In this week’s Woodside Herald there is a letter from our neighbor Al Volpe, who clearly believes that the current level of danger on Skillman Avenue is acceptable. Unfortunately, his letter contains several factual inaccuracies. To paraphrase the late Senator Moynihan, Al is entitled to his own opinion, but not to his own facts.
- Al claims that “If there is a pedestrian accident, it is because of the pedestrian jaywalking.” This does not account for the pedestrians hit by cars when they were on the sidewalk.
- Al claims that at the May meeting of Community Board 2, he suggested retiming the signals on Skillman Avenue, and that “Al Volpe and the DOT ‘calmed’ Skillman and 43rd in one week!” The signal retiming was suggested by Transportation Alternatives in November, the suggestion was conveyed to the DOT in January, and the signals were retimed at the end of March.
- Al claims that “Transportation Alternatives insists that at least 1 parking space per corner at each intersection should be removed – ‘daylighted’. They could remove 8 parking spots per intersection.
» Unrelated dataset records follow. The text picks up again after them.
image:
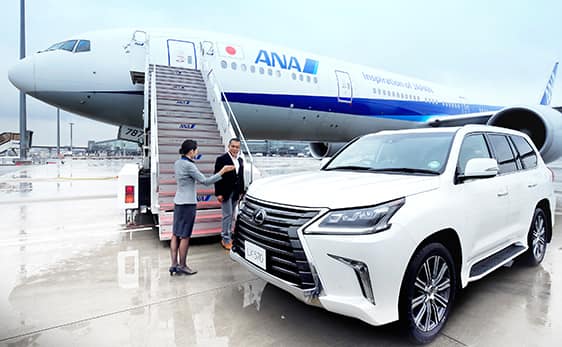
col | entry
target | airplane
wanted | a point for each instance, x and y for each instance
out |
(275, 92)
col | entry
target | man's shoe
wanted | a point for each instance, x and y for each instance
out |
(226, 245)
(186, 270)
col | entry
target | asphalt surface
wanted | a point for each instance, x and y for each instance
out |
(72, 276)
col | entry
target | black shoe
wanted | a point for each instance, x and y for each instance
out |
(173, 270)
(186, 270)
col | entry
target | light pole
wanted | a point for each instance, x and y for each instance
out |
(71, 124)
(23, 117)
(58, 132)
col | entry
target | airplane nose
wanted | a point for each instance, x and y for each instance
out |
(22, 75)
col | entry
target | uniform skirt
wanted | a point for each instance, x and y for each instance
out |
(184, 218)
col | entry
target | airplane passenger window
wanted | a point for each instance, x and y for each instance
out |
(83, 46)
(68, 45)
(54, 47)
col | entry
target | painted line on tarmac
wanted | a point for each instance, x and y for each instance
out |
(63, 198)
(68, 235)
(453, 339)
(113, 313)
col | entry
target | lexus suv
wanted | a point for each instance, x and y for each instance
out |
(396, 222)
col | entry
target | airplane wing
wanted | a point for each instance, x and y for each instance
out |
(460, 120)
(482, 117)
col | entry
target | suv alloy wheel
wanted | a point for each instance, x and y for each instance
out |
(428, 292)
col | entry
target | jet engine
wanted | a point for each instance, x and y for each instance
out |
(321, 150)
(542, 124)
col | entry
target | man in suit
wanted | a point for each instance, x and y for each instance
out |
(229, 189)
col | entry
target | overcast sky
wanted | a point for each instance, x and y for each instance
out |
(496, 52)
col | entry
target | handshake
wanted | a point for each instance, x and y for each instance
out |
(226, 168)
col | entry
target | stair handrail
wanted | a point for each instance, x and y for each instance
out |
(154, 153)
(231, 121)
Eight!” The daylighting suggestion is to remove between one and three parking spaces at each problematic corner. Since these are one-way streets, this means at most one corner per intersection. It only applies to intersections without traffic signals, of which there are a total of seven on the entire 33-block length of Skillman Avenue from Hunterspoint to Roosevelt (four in Woodside and three in the industrial area of Sunnyside). That means giving up a maximum of twenty-one spaces, but more likely only fourteen.
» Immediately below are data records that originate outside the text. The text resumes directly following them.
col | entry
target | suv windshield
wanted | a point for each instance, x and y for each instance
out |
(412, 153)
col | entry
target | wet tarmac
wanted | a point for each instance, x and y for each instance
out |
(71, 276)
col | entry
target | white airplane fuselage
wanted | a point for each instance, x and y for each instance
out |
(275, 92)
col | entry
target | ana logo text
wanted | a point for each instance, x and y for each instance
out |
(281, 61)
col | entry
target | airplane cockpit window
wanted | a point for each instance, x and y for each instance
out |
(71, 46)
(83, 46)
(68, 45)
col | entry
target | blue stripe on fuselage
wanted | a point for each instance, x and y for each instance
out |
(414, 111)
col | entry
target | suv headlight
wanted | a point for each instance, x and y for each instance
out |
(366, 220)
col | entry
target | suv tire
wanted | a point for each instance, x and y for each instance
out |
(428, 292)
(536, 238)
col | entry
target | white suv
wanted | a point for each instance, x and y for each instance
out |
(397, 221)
- Al claims that “If Transportation Alternatives’ plans were fully implemented – widened sidewalks, protected bike lanes, angle parking – Skillman Avenue will end up as a 1-lane street.” These suggestions are alternatives, not meant to be implemented together.
- Al claims that “Transportation Alternatives reports that in the seven-year period, 1995- 2001, there were, horrors!, 11 pedestrian accidents on Skillman Avenue.” The figure of eleven crashes that resulted in pedestrian injuries is only for the two block stretch between 50th and 52nd Streets; along the 33-block length of Skillman there were 32 pedestrians and 11 cyclists injured during that period. This figure does not include injuries to motor vehicle operators or passengers, or crashes that only resulted in property damage.
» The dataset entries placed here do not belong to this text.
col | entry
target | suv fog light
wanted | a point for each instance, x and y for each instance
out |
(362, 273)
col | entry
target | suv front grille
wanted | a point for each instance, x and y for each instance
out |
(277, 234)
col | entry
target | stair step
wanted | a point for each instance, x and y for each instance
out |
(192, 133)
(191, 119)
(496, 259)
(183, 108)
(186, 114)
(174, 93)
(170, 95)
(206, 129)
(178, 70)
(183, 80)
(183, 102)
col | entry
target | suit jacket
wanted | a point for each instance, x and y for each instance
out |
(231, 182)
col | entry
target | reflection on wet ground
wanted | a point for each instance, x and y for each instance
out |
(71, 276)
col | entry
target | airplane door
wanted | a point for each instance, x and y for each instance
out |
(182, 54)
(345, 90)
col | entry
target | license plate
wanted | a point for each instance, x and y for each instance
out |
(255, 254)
The rest of Al’s letter engages in various logical fallacies, but it is the factual inaccuracies that concern me the most. I have tried several times to correct Al in person, but he just repeats his version. It disappoints me that someone who has been a community leader for so long would be so disinclined to listen to his neighbors.
If you hear anyone repeating these erroneous statements, please make sure they know the truth.